Macro invocation syntax
The proposed invocation syntax will extend the grammar roughly as follows (the exact syntax for identifying an invocation will be decided later. However, they will need to be distinguished from function invocations at parse-time.):
Expr ::= ... | Identifier "{" Balanced* "}"
Balanced ::= "(" Balanced* ")" | "[" Balanced* "]" | "{" Balanced* "}" | AnyOtherToken
Parsing macro invocations
The tricky part is having macros consume Balanced
s in a useful way. An example invocation to an example macro:
my_let {
x := 4*7;
y := str::len("(-:") + 18;
x + (y*x)
}
Here's how we'd like to define my_let
(rep()
is like Macro by Example's ...
):
pat_macro {
my_let { /*BNF-like notation here*/
rep(var=Identifier ":=" val=Expr ";") body=Expr
}
=> /* transcribe this, with interpolation of `var`, `body`, and `val`*/
{ |rep(var)| body } (rep(val))
/* like ((lambda (var ...) body) val ...) */
}
Proposed implementation
I believe that this can be implemented in a minimally-invasive way. pat_macro
will be a syntax extension which takes a BNF-like notation for the invocation parser on the inside of the <macro_name>{}
, and a Balanced
on the right side of the =>
. (The only reason not to parse it as an Expression is that rustc has no data structure for incomplete ASTs.) (It would be friendly to also parse it as an expression, using dummy values for interpolated syntax, to check that it will parse correctly.)

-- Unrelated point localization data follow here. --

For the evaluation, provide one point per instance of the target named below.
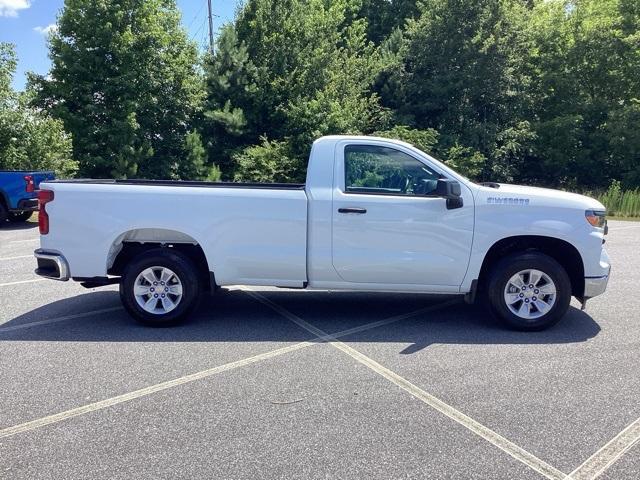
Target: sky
(26, 23)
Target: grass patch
(621, 204)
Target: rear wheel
(17, 217)
(529, 291)
(160, 288)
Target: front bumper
(52, 265)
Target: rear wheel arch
(560, 250)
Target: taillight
(30, 186)
(44, 197)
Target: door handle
(359, 211)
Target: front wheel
(529, 291)
(160, 288)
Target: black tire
(509, 267)
(4, 213)
(184, 270)
(17, 217)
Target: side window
(381, 170)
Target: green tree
(463, 75)
(585, 64)
(285, 73)
(124, 82)
(29, 138)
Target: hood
(542, 196)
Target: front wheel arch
(561, 251)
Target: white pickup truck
(375, 215)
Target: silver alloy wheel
(158, 290)
(530, 294)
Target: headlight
(597, 218)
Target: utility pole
(210, 28)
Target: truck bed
(187, 183)
(250, 233)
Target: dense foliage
(534, 91)
(543, 92)
(29, 139)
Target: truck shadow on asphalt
(233, 316)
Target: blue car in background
(18, 194)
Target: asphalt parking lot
(295, 384)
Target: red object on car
(44, 197)
(30, 186)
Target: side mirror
(450, 190)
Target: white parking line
(600, 461)
(74, 412)
(626, 227)
(22, 281)
(492, 437)
(16, 258)
(49, 321)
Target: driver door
(389, 228)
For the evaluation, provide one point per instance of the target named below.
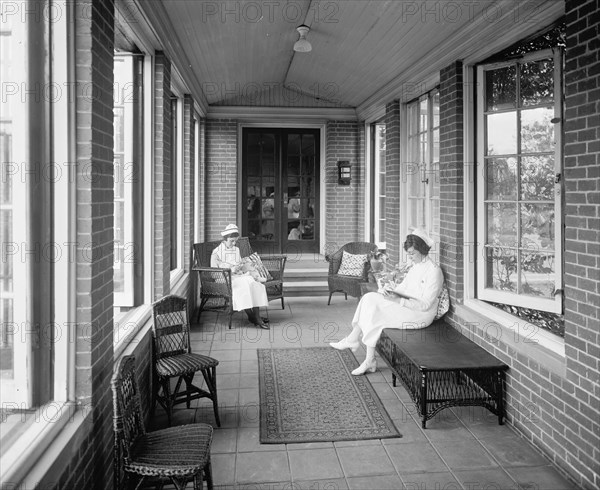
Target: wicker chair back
(127, 413)
(171, 327)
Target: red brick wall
(221, 176)
(343, 205)
(451, 179)
(581, 390)
(558, 413)
(91, 464)
(162, 175)
(392, 181)
(189, 149)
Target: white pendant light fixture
(302, 45)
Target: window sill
(33, 452)
(525, 338)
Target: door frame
(320, 125)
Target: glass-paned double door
(280, 169)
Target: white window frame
(429, 175)
(42, 428)
(379, 214)
(126, 297)
(177, 272)
(504, 297)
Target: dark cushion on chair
(183, 364)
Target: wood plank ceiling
(358, 46)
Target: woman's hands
(388, 288)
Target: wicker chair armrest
(214, 274)
(335, 260)
(275, 264)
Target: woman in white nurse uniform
(411, 304)
(248, 294)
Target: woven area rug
(310, 395)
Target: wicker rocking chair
(173, 358)
(179, 453)
(349, 285)
(212, 285)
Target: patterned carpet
(309, 395)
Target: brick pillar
(189, 149)
(221, 176)
(200, 192)
(94, 34)
(582, 235)
(162, 175)
(342, 203)
(392, 181)
(451, 179)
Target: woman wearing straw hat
(411, 304)
(248, 294)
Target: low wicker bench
(441, 368)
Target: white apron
(246, 292)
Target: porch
(461, 448)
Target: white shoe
(365, 367)
(345, 344)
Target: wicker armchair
(213, 285)
(348, 285)
(173, 358)
(178, 453)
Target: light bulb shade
(344, 172)
(302, 45)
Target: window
(176, 174)
(518, 190)
(378, 184)
(128, 178)
(423, 163)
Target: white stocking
(370, 354)
(354, 335)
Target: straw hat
(230, 229)
(422, 234)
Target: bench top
(440, 347)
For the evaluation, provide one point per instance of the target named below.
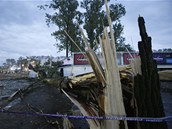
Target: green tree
(65, 18)
(93, 19)
(96, 18)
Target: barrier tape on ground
(144, 119)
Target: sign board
(163, 58)
(127, 57)
(80, 59)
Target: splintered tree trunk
(147, 85)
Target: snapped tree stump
(147, 85)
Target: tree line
(68, 14)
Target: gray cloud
(157, 20)
(23, 31)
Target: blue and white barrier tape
(143, 119)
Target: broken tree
(147, 85)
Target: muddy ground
(44, 98)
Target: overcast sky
(23, 30)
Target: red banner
(80, 59)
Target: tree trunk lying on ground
(130, 92)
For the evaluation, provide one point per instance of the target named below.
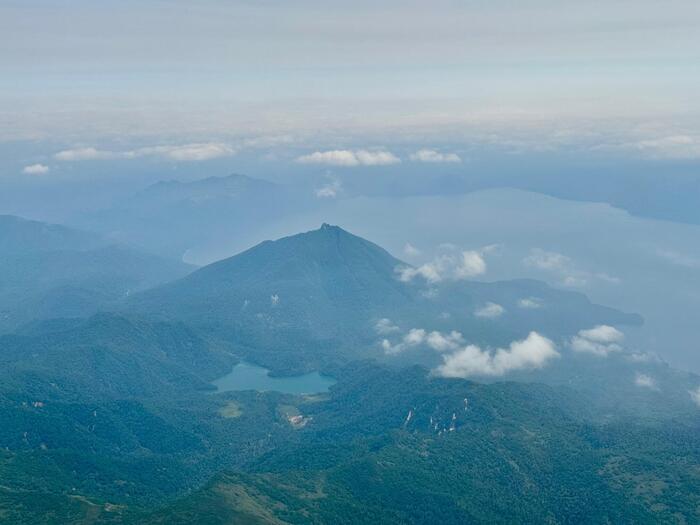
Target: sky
(612, 74)
(365, 108)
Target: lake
(246, 376)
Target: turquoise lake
(246, 376)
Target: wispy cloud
(431, 155)
(385, 327)
(465, 265)
(530, 303)
(183, 152)
(437, 341)
(350, 158)
(600, 340)
(330, 189)
(35, 169)
(645, 381)
(533, 352)
(695, 395)
(411, 251)
(565, 268)
(490, 311)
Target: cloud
(530, 303)
(645, 381)
(79, 154)
(35, 169)
(600, 340)
(490, 311)
(329, 190)
(545, 260)
(533, 352)
(467, 264)
(670, 147)
(678, 258)
(385, 327)
(695, 395)
(411, 251)
(190, 152)
(348, 158)
(418, 336)
(430, 155)
(180, 153)
(565, 268)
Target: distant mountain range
(52, 271)
(111, 417)
(173, 218)
(315, 298)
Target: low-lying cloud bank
(533, 352)
(465, 265)
(183, 152)
(490, 311)
(430, 155)
(349, 158)
(35, 169)
(600, 340)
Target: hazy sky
(622, 72)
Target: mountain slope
(315, 298)
(195, 218)
(53, 271)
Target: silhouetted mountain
(317, 296)
(177, 218)
(52, 271)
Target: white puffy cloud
(78, 154)
(385, 326)
(530, 303)
(430, 155)
(533, 352)
(329, 190)
(180, 153)
(695, 395)
(490, 311)
(671, 147)
(645, 381)
(35, 169)
(350, 158)
(190, 152)
(545, 260)
(467, 264)
(565, 269)
(443, 342)
(679, 259)
(600, 340)
(418, 336)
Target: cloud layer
(465, 265)
(430, 155)
(600, 340)
(180, 153)
(533, 352)
(349, 158)
(490, 311)
(35, 169)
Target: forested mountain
(173, 218)
(315, 298)
(52, 271)
(112, 418)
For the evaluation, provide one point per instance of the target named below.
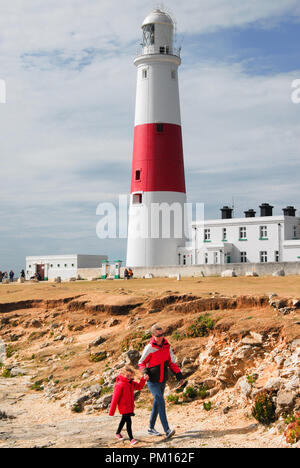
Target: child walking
(123, 397)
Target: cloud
(66, 130)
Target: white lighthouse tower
(158, 195)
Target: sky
(66, 129)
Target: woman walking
(154, 363)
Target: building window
(263, 257)
(243, 233)
(206, 234)
(243, 257)
(263, 232)
(137, 199)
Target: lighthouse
(158, 194)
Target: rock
(59, 338)
(97, 342)
(153, 311)
(228, 274)
(2, 351)
(242, 353)
(274, 383)
(279, 273)
(285, 402)
(36, 323)
(249, 340)
(105, 401)
(132, 357)
(244, 386)
(113, 322)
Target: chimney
(289, 211)
(226, 212)
(250, 214)
(266, 210)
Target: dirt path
(39, 423)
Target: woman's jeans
(159, 407)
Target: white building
(252, 239)
(65, 266)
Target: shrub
(191, 392)
(98, 356)
(201, 327)
(264, 408)
(37, 386)
(9, 351)
(207, 406)
(292, 434)
(202, 392)
(6, 374)
(173, 399)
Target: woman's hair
(127, 369)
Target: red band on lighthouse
(158, 159)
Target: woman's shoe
(133, 442)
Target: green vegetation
(264, 408)
(207, 406)
(173, 399)
(37, 386)
(98, 356)
(6, 374)
(10, 351)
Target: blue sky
(67, 127)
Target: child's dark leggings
(126, 418)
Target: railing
(151, 50)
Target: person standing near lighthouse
(158, 194)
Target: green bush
(98, 356)
(191, 392)
(201, 327)
(264, 408)
(207, 406)
(174, 399)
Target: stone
(249, 340)
(2, 351)
(285, 402)
(275, 383)
(132, 357)
(244, 386)
(97, 342)
(228, 274)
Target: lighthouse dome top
(158, 17)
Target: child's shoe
(133, 442)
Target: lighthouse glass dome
(158, 34)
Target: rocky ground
(61, 356)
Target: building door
(40, 269)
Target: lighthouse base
(156, 229)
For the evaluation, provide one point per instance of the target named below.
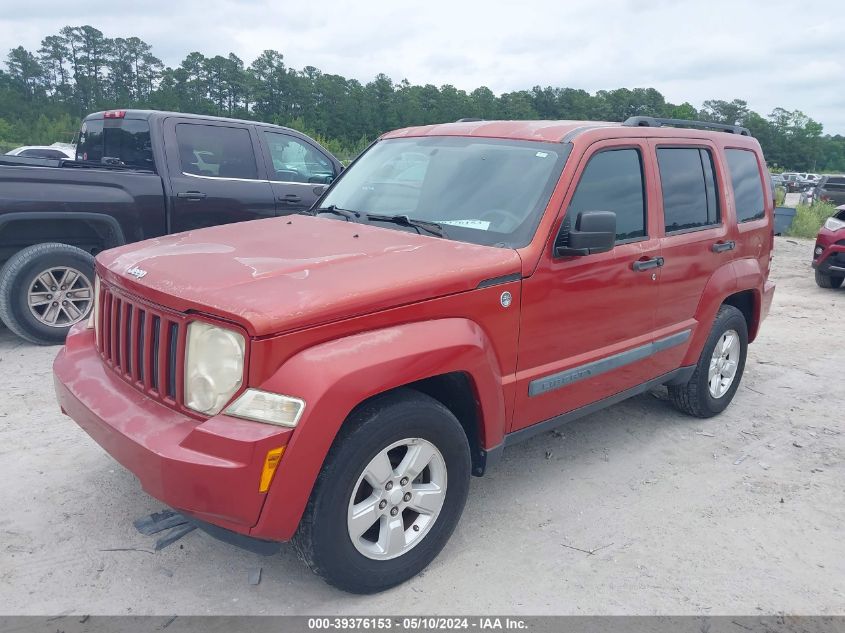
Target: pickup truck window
(748, 188)
(121, 141)
(482, 190)
(688, 185)
(297, 161)
(216, 151)
(613, 181)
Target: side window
(297, 161)
(613, 181)
(688, 182)
(748, 189)
(213, 150)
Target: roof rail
(650, 121)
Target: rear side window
(296, 161)
(747, 186)
(613, 181)
(216, 151)
(689, 188)
(117, 142)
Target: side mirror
(594, 232)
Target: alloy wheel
(397, 499)
(60, 297)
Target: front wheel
(45, 289)
(719, 369)
(390, 493)
(828, 281)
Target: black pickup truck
(137, 174)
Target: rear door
(696, 238)
(216, 176)
(299, 171)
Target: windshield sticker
(480, 225)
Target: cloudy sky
(773, 53)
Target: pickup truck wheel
(390, 493)
(44, 290)
(828, 281)
(719, 370)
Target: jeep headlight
(214, 366)
(834, 224)
(267, 407)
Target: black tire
(323, 539)
(18, 276)
(828, 281)
(694, 397)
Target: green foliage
(44, 93)
(809, 219)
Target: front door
(587, 322)
(215, 175)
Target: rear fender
(721, 284)
(334, 377)
(749, 276)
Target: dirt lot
(743, 513)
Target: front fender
(334, 377)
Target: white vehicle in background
(56, 150)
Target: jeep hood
(297, 271)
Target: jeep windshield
(480, 190)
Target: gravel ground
(742, 513)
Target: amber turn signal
(271, 462)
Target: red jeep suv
(335, 378)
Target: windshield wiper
(335, 210)
(432, 228)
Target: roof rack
(650, 121)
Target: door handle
(191, 195)
(648, 264)
(721, 247)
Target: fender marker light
(271, 462)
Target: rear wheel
(44, 290)
(719, 369)
(828, 281)
(390, 493)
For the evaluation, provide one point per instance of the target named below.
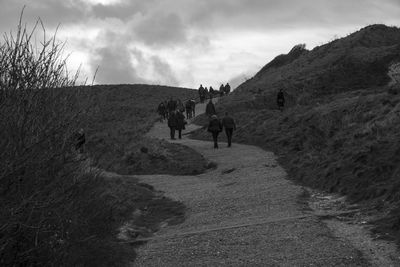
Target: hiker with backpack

At macro expansion time, the Balanced
will need to be parsed (well, re-parsed) according the the grammar of the macro. We can do this by building a lexer that takes a Balanced
instead of a string as input. The parser will interpret the macro's BNF-like pattern, delegating to the Rust parser for things like Identifier
and Expr
.
There are two ways for the shim lexer to deal with interpolated syntax. The bad one is to pretty-print the interpolated ASTs and re-lex them before sending them to the parser again. The better one is to use special tokens to hand the parser pre-parsed ASTs for it to return immediately.
Possible extensions
Syntax for lexer-skipping syntax extensions
If we remove #
from ordinary macro invocation syntax, we can use it to provide quotation for un-lexed syntax. Delimiters would work in a Perl-like fashion:
#regex(\w+\s*) //parens inside must match
#regex|\\w+\\s*| //backslashes escape delimiter
String-examining/lexer-skipping macros
pat_macro {
fmt { format=StringContents("%" spec=Letter | percent="%%" | literal=NegativeCharClass("%")) "," rep(arg=Expr, ",") }
=> /* ??? */
}
fmt{"Look at this number: %u", 18u}
Making macros look inside strings should be fairly simple, but most practical applications will probably require lots more power from the macro system.
Invocations at non-expression position
What if we want macros to generate non-expressions (especially items, types)? It seems like we need a separate invocation form for every nonterminal we want to extend. Fortunately, expressions cover a lot of the interesting territory.